Due to its growing evidence base, even the more traditional CBT for anxiety protocols have been incorporating mindfulness into their protocols.

Mindfulness skills aim to teach our clients how to notice when their attention is hijacked by anxious narratives and to bring themselves back to the present moment gently.

The mechanisms of mindfulness include helping clients become aware of their inner and outer states, changing their relationship with thoughts and feelings, and being able to experience the richness of living in the present moment.

Diaphragmatic breathing

The breath plays a vital role in our experience with anxiety and can be an essential element in many of the therapeutic interventions for anxiety.

When anxious, our bodies will hyperventilate, making our breaths more shallow (often noticeable as rapid chest movements).

Due to shallow breathing, we are not able to expel as much carbon dioxide from our body, which can lead to anxiety-inducing physiological symptoms, including dizziness, tingling, rapid heartbeat, muscle tension, and much more.

Fortunately, diaphragmatic breathing is a powerful antidote to anxious, shallow breathing.

When we breathe with our diaphragm (the large muscle sitting right below the ribcage), we can lower the intensity of uncomfortable symptoms caused by hyperventilation.

Below, I’ll outline the most important steps of diaphragmatic breathing.

However, it’s important to explain to clients that the goal of this intervention isn’t to get rid of anxiety, as that will add more unhelpful resistance (see the “radical acceptance” section above).

The goal of breathing is simply to “take the edge off” of intense discomfort in service of allowing our clients to practice additional therapeutic interventions for anxiety, such as radical acceptance and mindfulness.

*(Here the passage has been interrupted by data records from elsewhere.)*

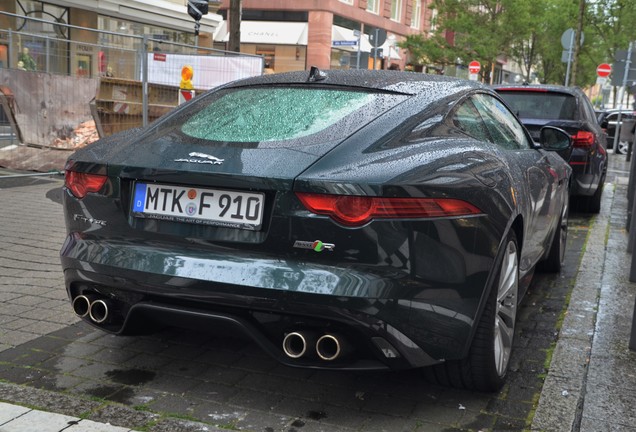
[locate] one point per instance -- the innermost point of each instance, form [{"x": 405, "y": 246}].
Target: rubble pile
[{"x": 81, "y": 136}]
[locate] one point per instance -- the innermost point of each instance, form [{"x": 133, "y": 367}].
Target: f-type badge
[
  {"x": 317, "y": 245},
  {"x": 196, "y": 157}
]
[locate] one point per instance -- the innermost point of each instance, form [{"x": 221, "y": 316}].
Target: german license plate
[{"x": 232, "y": 209}]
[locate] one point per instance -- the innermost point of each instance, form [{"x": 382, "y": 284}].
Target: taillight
[
  {"x": 82, "y": 183},
  {"x": 358, "y": 210},
  {"x": 583, "y": 139}
]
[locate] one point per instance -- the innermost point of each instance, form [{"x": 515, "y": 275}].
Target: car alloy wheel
[
  {"x": 486, "y": 366},
  {"x": 506, "y": 308}
]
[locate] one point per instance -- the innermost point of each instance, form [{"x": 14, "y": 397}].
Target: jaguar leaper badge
[
  {"x": 197, "y": 157},
  {"x": 317, "y": 245}
]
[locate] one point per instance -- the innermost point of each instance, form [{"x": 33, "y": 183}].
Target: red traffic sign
[
  {"x": 603, "y": 70},
  {"x": 474, "y": 67}
]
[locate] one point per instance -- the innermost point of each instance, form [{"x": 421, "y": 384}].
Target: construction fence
[{"x": 58, "y": 95}]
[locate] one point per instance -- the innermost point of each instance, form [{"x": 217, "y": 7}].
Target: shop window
[
  {"x": 396, "y": 10},
  {"x": 269, "y": 57},
  {"x": 373, "y": 6},
  {"x": 416, "y": 14}
]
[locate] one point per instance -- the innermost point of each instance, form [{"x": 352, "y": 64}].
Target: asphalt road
[{"x": 179, "y": 380}]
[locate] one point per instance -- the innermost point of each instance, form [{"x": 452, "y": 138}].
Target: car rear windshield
[
  {"x": 541, "y": 105},
  {"x": 284, "y": 113}
]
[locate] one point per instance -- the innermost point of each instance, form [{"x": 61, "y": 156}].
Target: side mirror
[{"x": 554, "y": 139}]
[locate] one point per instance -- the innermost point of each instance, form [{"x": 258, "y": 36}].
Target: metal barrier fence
[{"x": 58, "y": 94}]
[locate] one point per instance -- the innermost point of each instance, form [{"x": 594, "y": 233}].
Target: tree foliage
[{"x": 527, "y": 33}]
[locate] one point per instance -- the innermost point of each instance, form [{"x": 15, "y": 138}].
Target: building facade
[
  {"x": 330, "y": 34},
  {"x": 61, "y": 22}
]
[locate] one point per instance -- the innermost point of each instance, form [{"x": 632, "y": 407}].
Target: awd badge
[{"x": 317, "y": 245}]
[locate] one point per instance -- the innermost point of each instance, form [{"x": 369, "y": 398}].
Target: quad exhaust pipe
[
  {"x": 327, "y": 347},
  {"x": 98, "y": 310}
]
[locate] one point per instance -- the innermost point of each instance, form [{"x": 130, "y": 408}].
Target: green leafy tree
[{"x": 482, "y": 30}]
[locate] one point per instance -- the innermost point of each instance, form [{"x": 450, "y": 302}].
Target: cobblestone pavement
[{"x": 179, "y": 380}]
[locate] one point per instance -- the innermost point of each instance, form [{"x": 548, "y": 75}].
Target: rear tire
[
  {"x": 593, "y": 203},
  {"x": 486, "y": 366}
]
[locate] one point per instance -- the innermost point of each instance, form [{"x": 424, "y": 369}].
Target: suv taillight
[{"x": 583, "y": 139}]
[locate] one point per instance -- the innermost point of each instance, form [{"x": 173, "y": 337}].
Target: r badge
[{"x": 317, "y": 245}]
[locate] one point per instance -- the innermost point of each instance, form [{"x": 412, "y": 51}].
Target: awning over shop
[
  {"x": 267, "y": 32},
  {"x": 343, "y": 39}
]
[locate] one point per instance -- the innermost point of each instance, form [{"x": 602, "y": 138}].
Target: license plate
[{"x": 232, "y": 209}]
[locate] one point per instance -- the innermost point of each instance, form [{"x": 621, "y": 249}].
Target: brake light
[
  {"x": 81, "y": 184},
  {"x": 583, "y": 139},
  {"x": 358, "y": 210}
]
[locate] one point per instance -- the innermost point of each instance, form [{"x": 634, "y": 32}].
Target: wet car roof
[{"x": 406, "y": 82}]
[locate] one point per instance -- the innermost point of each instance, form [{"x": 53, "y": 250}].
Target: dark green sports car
[{"x": 349, "y": 220}]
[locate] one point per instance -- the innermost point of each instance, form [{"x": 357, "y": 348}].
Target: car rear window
[
  {"x": 541, "y": 105},
  {"x": 285, "y": 113}
]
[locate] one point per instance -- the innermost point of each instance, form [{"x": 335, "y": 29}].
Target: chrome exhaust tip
[
  {"x": 329, "y": 347},
  {"x": 98, "y": 311},
  {"x": 81, "y": 305},
  {"x": 295, "y": 344}
]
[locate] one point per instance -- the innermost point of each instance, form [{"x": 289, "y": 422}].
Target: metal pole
[
  {"x": 9, "y": 54},
  {"x": 48, "y": 50},
  {"x": 375, "y": 50},
  {"x": 567, "y": 72},
  {"x": 144, "y": 80},
  {"x": 359, "y": 45},
  {"x": 620, "y": 98}
]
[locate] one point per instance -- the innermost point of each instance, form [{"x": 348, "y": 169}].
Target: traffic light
[{"x": 197, "y": 8}]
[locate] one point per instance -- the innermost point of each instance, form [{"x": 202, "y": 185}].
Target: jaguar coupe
[{"x": 349, "y": 220}]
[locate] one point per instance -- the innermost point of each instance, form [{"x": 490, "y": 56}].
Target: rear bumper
[
  {"x": 387, "y": 321},
  {"x": 588, "y": 172}
]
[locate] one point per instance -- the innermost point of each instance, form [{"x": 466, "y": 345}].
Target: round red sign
[
  {"x": 474, "y": 67},
  {"x": 603, "y": 70}
]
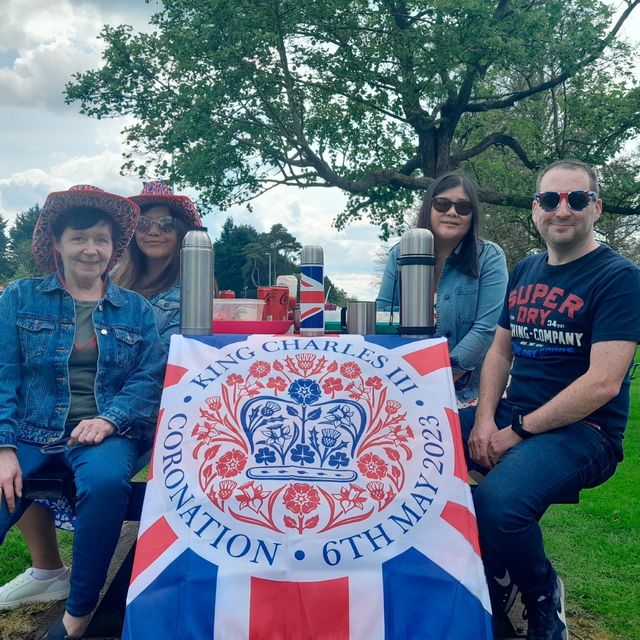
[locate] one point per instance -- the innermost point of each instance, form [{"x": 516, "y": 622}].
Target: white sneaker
[{"x": 25, "y": 589}]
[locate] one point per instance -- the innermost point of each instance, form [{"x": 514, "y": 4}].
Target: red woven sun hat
[
  {"x": 158, "y": 193},
  {"x": 123, "y": 211}
]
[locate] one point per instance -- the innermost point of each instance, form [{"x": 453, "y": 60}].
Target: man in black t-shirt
[{"x": 566, "y": 337}]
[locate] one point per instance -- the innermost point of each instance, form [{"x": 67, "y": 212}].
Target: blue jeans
[
  {"x": 547, "y": 469},
  {"x": 102, "y": 474}
]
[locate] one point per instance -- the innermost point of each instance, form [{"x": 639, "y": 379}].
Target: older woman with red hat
[{"x": 80, "y": 378}]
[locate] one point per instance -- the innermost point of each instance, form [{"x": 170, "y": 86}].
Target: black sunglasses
[
  {"x": 577, "y": 200},
  {"x": 165, "y": 224},
  {"x": 442, "y": 205}
]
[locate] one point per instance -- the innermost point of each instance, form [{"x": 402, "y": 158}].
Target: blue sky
[{"x": 46, "y": 145}]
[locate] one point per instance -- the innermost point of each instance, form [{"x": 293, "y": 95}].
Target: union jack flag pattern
[
  {"x": 308, "y": 488},
  {"x": 311, "y": 298}
]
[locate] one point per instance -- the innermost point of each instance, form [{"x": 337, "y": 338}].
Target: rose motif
[
  {"x": 226, "y": 489},
  {"x": 269, "y": 408},
  {"x": 350, "y": 370},
  {"x": 277, "y": 384},
  {"x": 338, "y": 460},
  {"x": 303, "y": 454},
  {"x": 372, "y": 466},
  {"x": 251, "y": 496},
  {"x": 301, "y": 498},
  {"x": 231, "y": 463},
  {"x": 350, "y": 498},
  {"x": 304, "y": 392},
  {"x": 265, "y": 456},
  {"x": 305, "y": 361},
  {"x": 374, "y": 382},
  {"x": 399, "y": 434},
  {"x": 376, "y": 490},
  {"x": 331, "y": 385},
  {"x": 214, "y": 403},
  {"x": 392, "y": 406}
]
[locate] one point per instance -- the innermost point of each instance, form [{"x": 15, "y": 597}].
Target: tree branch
[
  {"x": 553, "y": 82},
  {"x": 498, "y": 140}
]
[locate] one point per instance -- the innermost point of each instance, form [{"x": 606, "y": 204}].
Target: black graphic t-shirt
[{"x": 555, "y": 314}]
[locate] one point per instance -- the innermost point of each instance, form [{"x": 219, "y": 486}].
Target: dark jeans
[
  {"x": 547, "y": 469},
  {"x": 101, "y": 475}
]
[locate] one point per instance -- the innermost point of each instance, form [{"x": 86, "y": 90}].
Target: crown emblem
[{"x": 321, "y": 426}]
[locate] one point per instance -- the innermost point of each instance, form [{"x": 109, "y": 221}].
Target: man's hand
[
  {"x": 500, "y": 442},
  {"x": 10, "y": 477},
  {"x": 483, "y": 430},
  {"x": 91, "y": 431}
]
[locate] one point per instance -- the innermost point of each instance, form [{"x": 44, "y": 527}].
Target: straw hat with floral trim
[
  {"x": 125, "y": 214},
  {"x": 156, "y": 193}
]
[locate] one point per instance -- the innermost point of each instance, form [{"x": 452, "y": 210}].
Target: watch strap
[{"x": 517, "y": 426}]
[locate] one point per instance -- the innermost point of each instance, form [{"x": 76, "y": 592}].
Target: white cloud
[
  {"x": 47, "y": 146},
  {"x": 23, "y": 189}
]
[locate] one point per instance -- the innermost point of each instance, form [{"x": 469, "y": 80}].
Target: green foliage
[
  {"x": 16, "y": 258},
  {"x": 373, "y": 97},
  {"x": 5, "y": 263},
  {"x": 242, "y": 257}
]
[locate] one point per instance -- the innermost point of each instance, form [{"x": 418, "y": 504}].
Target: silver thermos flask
[
  {"x": 196, "y": 283},
  {"x": 416, "y": 264}
]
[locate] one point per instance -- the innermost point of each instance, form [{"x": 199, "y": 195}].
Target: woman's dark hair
[
  {"x": 132, "y": 268},
  {"x": 465, "y": 258},
  {"x": 84, "y": 218}
]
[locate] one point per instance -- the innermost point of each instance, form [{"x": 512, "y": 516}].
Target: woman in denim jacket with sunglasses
[
  {"x": 80, "y": 367},
  {"x": 470, "y": 276},
  {"x": 151, "y": 264}
]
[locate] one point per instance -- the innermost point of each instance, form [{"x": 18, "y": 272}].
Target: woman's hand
[
  {"x": 91, "y": 431},
  {"x": 10, "y": 477}
]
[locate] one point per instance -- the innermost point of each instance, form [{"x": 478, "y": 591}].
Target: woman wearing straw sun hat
[
  {"x": 79, "y": 378},
  {"x": 151, "y": 263}
]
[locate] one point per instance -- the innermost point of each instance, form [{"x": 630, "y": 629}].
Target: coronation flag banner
[{"x": 308, "y": 488}]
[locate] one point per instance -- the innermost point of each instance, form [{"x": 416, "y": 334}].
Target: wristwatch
[{"x": 517, "y": 427}]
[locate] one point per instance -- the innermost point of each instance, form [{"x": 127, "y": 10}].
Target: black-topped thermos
[
  {"x": 416, "y": 264},
  {"x": 196, "y": 283}
]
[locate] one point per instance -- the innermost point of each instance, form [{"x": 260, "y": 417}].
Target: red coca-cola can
[
  {"x": 265, "y": 293},
  {"x": 279, "y": 302}
]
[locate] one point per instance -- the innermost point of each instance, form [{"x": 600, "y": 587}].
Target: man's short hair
[{"x": 571, "y": 165}]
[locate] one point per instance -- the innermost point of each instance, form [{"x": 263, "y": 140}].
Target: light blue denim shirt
[
  {"x": 467, "y": 309},
  {"x": 166, "y": 307},
  {"x": 37, "y": 325}
]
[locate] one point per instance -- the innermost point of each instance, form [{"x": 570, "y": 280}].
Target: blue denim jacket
[
  {"x": 467, "y": 309},
  {"x": 37, "y": 325},
  {"x": 166, "y": 307}
]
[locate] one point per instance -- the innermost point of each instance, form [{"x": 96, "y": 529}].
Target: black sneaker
[
  {"x": 507, "y": 607},
  {"x": 546, "y": 615}
]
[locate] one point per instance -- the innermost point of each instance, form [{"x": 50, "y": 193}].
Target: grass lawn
[{"x": 595, "y": 547}]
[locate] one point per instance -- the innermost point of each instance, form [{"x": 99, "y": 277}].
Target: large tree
[{"x": 374, "y": 97}]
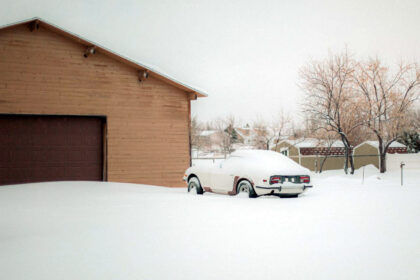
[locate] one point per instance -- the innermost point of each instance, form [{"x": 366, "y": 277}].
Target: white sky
[{"x": 244, "y": 54}]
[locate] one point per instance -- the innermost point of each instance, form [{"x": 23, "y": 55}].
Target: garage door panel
[{"x": 50, "y": 148}]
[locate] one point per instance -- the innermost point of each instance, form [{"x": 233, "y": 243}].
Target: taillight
[
  {"x": 305, "y": 179},
  {"x": 275, "y": 180}
]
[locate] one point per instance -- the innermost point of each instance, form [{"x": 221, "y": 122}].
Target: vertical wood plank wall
[{"x": 42, "y": 72}]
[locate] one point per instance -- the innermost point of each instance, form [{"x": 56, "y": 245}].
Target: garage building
[{"x": 73, "y": 110}]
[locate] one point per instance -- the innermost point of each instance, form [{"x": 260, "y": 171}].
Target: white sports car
[{"x": 254, "y": 172}]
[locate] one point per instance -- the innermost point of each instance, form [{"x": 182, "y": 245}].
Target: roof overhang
[{"x": 152, "y": 72}]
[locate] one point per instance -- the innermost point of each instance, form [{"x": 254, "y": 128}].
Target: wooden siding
[{"x": 42, "y": 72}]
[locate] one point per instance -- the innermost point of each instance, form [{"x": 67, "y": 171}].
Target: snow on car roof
[{"x": 269, "y": 159}]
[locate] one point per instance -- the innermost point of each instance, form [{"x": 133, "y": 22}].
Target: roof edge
[{"x": 159, "y": 75}]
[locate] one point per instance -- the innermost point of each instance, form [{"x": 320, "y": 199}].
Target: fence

  • The pacing of diaphragmatic breaths should be long, slow, and smooth.
  • The exhale should be slightly longer than the inhale. Many people enjoy a 4-second in-breath and a 6-second out-breath, but it may take some experimentation to find what’s right for you or your client.
  • Direct clients to breathe in through their nose and out through their mouth. Pursing their lips will help keep their out-breath long and smooth.
  • Have clients focus on expanding their belly outwards with the inhale and contracting their belly inwards with the out-breath.
  • I like to have clients imagine a balloon in their stomach. When they breathe in, they can imagine the balloon inflating with oxygen. And, when they breathe out, it deflates.
  • Clients can put their hand on their belly for some biofeedback to feel the tactile sensations of the bellow moving with their breath.

Cognitive restructuring

When our clients are anxious, it’s common for their thoughts to be distorted in many ways.

Simply put, thinking clearly is hard when our brains are in survival mode!

Some of the most common cognitive distortions in anxiety include catastrophizing (worst-case scenario thinking), black-and-white thinking (e.g., “If I don’t do this perfectly, I will fail”), and emotional reasoning (e.g., “because it feels scary and dangerous, that must mean it is”).

As a core tenet of CBT for anxiety (one of the most highly researched therapeutic interventions for anxiety), cognitive restructuring is the act of helping clients point out various flaws or errors in their thinking and come up with new, more helpful, and accurate ways to think.

Cognitive restructuring can target both surface-level worries and fears and more profound core beliefs people may hold about themselves.